I am using a PHP script to automatically download emails from an IMAP server. The HTML of the email body looks something like this:
<!DOCTYPE html><html lang=3D"en" xmlns=3D"http://www.w3.org/1999/xhtml" xml=
ns:v=3D"urn:schemas-microsoft-com:vml" xmlns:o=3D"urn:schemas-microsoft-com=
:office:office"><head><meta http-equiv=3D"Content-Type" content=3D"text/htm=
l; charset=3Dutf-8"><meta name=3D"viewport" content=3D"width=3Ddevice-width=
,initial-scale=3D1"><meta http-equiv=3D"X-UA-Compatible" content=3D"IE=3Ded=
ge"><meta name=3D"x-apple-disable-message-reformatting"><meta name=3D"forma=
This looks all like proper HTML to me except the line break with the '=' at the end but I am not 100% sure if there are no other contents changed in the way html is stored in email.
What would be the best method to remove the '=' at the end of line where required and other potential changes that happen when storing html in an email body, ideally in PHP or Linux command line?
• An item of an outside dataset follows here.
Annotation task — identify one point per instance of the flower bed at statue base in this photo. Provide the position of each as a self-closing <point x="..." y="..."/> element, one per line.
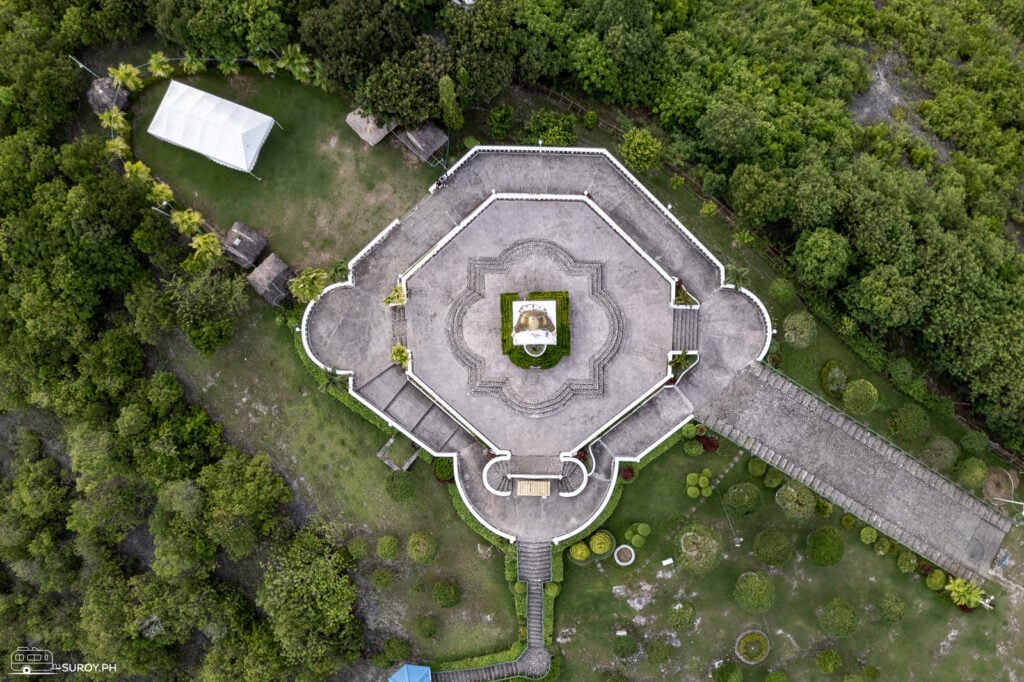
<point x="753" y="647"/>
I want to eventually save this as an HTML file so that it can be looked at in a browser or converted from that format into others.
The format used in emails is called "quoted printable". The php function to convert it is quoted_printable_decode()
A sample function to solve this issue would be:
$decoded_data = quoted_printable_decode($text);